Re: [diesel_mercedes] fuel

 

I don't believe it is necessary to use derogatory slurs against those who disagree with the falsehood of your position.  The price of energy was promised to "skyrocket". In the last two years it has. When the average price of gas was $1.89, a toyota pious would take 8 years to pay off the increased cost of the car's added electric tech, when compared to a similar gas powered vehicle. Now, the vehicle's battery lasted only 8 years. A major repair is also n the owners future, if he decided to keep the car. However, a diesel powered small car would take a mere 2-3 years to offset it's increase in price of mechanicals and type of fuel used. Consumers did not see the long range advantage. Force up the price of gas, the alternatives become more attractive.


Ethanol does not work. Unless you have a alcohol dragster, where it burns much faster than gasoline. But you will burn much more of it than gasoline to zip down that 1/4 mile. An E85 equipped vehicle will get 50% better milage with straight gasoline than the blend. A normal car will get 2-3% better mileage, at a lower cost per gallon, with straight gasoline than the current mandate 10% blend. Corn and Soy provide the worst yield per acre for ethanol. Those are  the crops of choice because government subsidy. Farmers now devote new acreage for these crops to take advantage of those subsidies.  The end result is false demand, paid for by the taxpayer, who then is forced to buy the product. The last insult is when the product is taxed on the final purchase.

ULSD has increased the price of the fuel. It is a unneeded expense. The european model  demonstrates  things not to do, not things to be followed. If fuel prices could be reduced to levels of just two years ago, and they can, and diesel taxed equivalent to gasoline, 50mpg cars would be common place on our roads. Fuel buyers could get their money's worth instead of working on silly corporate conspiracy  theories. Anger just makes seemingly nice people gravitate to mean spirited hate speech remarks and obscenities. Did you know, the tax on a gallon of fuel in California is greater than twice the oil company's profit?

Of course, we can build a car and lie, calling it totally electric. It would cost $80,000. But if we owned the car companies, we could subsidize that price by half. Then give buyer further subsidies, lowering that price by another half. So what if it gets a mere 27 miles on a promised 40 mile charge. We'll claim 100mph. We could give it a snappy name like the Volt. I don't know if that's leadership. But, it would make some people feel good about themselves. If they don't sell, we could lower the price. That would be progressive.
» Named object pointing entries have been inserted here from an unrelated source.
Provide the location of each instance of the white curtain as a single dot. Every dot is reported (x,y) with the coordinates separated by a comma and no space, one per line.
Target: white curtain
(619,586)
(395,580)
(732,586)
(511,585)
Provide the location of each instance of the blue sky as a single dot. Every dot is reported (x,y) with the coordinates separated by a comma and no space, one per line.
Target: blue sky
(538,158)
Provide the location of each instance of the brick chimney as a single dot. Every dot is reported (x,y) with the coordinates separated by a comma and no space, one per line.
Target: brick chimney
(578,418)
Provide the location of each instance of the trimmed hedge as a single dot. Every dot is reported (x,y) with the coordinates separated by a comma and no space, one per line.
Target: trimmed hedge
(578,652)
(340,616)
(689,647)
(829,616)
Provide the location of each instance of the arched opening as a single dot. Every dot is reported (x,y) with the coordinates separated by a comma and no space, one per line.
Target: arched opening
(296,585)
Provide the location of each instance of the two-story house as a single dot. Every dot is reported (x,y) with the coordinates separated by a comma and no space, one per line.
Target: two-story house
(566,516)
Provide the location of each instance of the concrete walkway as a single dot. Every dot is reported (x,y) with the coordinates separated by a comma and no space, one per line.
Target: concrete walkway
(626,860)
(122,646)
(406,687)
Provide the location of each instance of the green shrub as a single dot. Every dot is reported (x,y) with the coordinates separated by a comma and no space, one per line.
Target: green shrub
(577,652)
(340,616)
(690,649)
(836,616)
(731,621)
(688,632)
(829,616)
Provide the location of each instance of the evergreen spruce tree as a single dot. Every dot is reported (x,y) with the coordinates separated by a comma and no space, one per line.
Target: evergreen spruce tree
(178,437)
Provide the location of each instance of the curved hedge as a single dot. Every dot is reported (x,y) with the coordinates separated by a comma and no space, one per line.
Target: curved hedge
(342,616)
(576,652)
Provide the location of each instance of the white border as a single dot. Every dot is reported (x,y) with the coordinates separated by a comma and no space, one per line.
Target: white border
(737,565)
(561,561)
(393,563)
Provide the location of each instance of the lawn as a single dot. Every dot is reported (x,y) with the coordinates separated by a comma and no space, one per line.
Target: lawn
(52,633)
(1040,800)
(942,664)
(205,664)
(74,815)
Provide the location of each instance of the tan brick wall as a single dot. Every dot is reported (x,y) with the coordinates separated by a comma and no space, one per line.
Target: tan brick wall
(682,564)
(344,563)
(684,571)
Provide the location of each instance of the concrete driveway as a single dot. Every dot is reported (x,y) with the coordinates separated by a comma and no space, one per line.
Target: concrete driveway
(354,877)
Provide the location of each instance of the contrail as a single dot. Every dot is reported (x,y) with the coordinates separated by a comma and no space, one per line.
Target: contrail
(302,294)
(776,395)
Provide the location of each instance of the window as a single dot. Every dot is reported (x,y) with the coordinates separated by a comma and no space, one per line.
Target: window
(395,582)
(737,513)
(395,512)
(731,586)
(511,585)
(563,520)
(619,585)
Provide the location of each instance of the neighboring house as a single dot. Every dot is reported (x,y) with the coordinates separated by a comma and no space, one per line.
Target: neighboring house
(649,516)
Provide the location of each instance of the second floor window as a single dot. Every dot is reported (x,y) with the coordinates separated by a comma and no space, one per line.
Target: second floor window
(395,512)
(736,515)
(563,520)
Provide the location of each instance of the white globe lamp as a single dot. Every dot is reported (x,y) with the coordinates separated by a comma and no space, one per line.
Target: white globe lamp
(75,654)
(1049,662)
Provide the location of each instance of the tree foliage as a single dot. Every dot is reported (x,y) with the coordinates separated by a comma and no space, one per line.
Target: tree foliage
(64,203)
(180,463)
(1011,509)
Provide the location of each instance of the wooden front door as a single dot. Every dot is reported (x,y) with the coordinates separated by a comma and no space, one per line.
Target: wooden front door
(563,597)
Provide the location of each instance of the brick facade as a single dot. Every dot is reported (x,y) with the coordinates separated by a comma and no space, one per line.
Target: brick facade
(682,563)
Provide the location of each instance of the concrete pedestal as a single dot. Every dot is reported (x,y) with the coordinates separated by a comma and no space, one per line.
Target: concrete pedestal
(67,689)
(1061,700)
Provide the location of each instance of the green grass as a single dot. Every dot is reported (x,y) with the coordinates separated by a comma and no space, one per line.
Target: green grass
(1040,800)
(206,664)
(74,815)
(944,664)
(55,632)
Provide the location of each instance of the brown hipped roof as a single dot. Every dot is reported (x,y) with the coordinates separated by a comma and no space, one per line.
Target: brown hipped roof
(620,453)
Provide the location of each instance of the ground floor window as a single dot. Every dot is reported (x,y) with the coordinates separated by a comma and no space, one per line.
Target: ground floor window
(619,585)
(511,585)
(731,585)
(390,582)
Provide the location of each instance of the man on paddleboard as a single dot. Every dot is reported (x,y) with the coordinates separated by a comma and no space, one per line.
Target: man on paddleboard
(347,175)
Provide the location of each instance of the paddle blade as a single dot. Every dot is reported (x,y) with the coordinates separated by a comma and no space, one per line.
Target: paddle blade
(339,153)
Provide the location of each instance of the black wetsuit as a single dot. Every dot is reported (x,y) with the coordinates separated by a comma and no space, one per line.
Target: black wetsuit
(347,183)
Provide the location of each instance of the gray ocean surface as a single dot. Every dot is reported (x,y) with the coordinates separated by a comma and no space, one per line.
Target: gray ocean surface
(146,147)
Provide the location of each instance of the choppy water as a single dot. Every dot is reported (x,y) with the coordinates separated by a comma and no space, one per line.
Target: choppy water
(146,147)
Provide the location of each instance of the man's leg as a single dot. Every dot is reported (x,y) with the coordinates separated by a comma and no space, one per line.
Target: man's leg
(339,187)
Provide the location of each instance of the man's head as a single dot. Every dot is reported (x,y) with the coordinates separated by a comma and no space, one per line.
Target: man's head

Consumer needs are not important, just our good intentions.


On Apr 30, 2011, at 10:21 AM, audiolaw@aol.com wrote:


    This is pretty standard Tea Bag koolaid. 
 
    Yes, our federal and state government tax fuels.  Yes they regulate the quality of fuels.  But the ONLY way to justify this kind of selective screed is to ignore the fact that there is a whole world out there beyond our borders, with other nations that also tax all of their fuels and regulate the quality of their fuels. 
 
    Our oil companies (multinationals all), sell us the story that they were "forced" to make impossibly clean diesel fuel for the U.S. market, and that forces up the price.  NOT TRUE. 
 
    When we finally switched to ULSD fuel, it was MORE than a decade after Europe started using clean diesel fuel and our ULSD is MUCH higher in sulfur that Europe's clean diesel fuel.  And the European fuel is made by exactly the same companies that pretend they can't make it for US! 
 
    To buy into this shit is to completely abandon the American tradition of LEADING the world in education and innovation.  To many now appear to embrace a practice of ignoring reality and sucking up the PR lies of people and corporations that make billions on public ignorance. 
 
Tom 
 
In a message dated 4/30/2011 2:17:29 A.M. Pacific Daylight Time, riker124@earthlink.net writes:

You're correct. With the Clear Act, new regulations on diesel cars made it cost  prohibitive,  when the prices of the new fuels and new equipment are combined. Even with the extra MPG of a diesel engine you won't make it to the break even point after all the extended costs during the vehicles expected life. . This is not including the increase maintenance requirements. Add in the fact, most states charge of 10% higher tax on diesel than gas, lawmakers have no real goal of making diesel powered attractive. California charges .76/gal tax for diesel. That's 43% higher than the national average.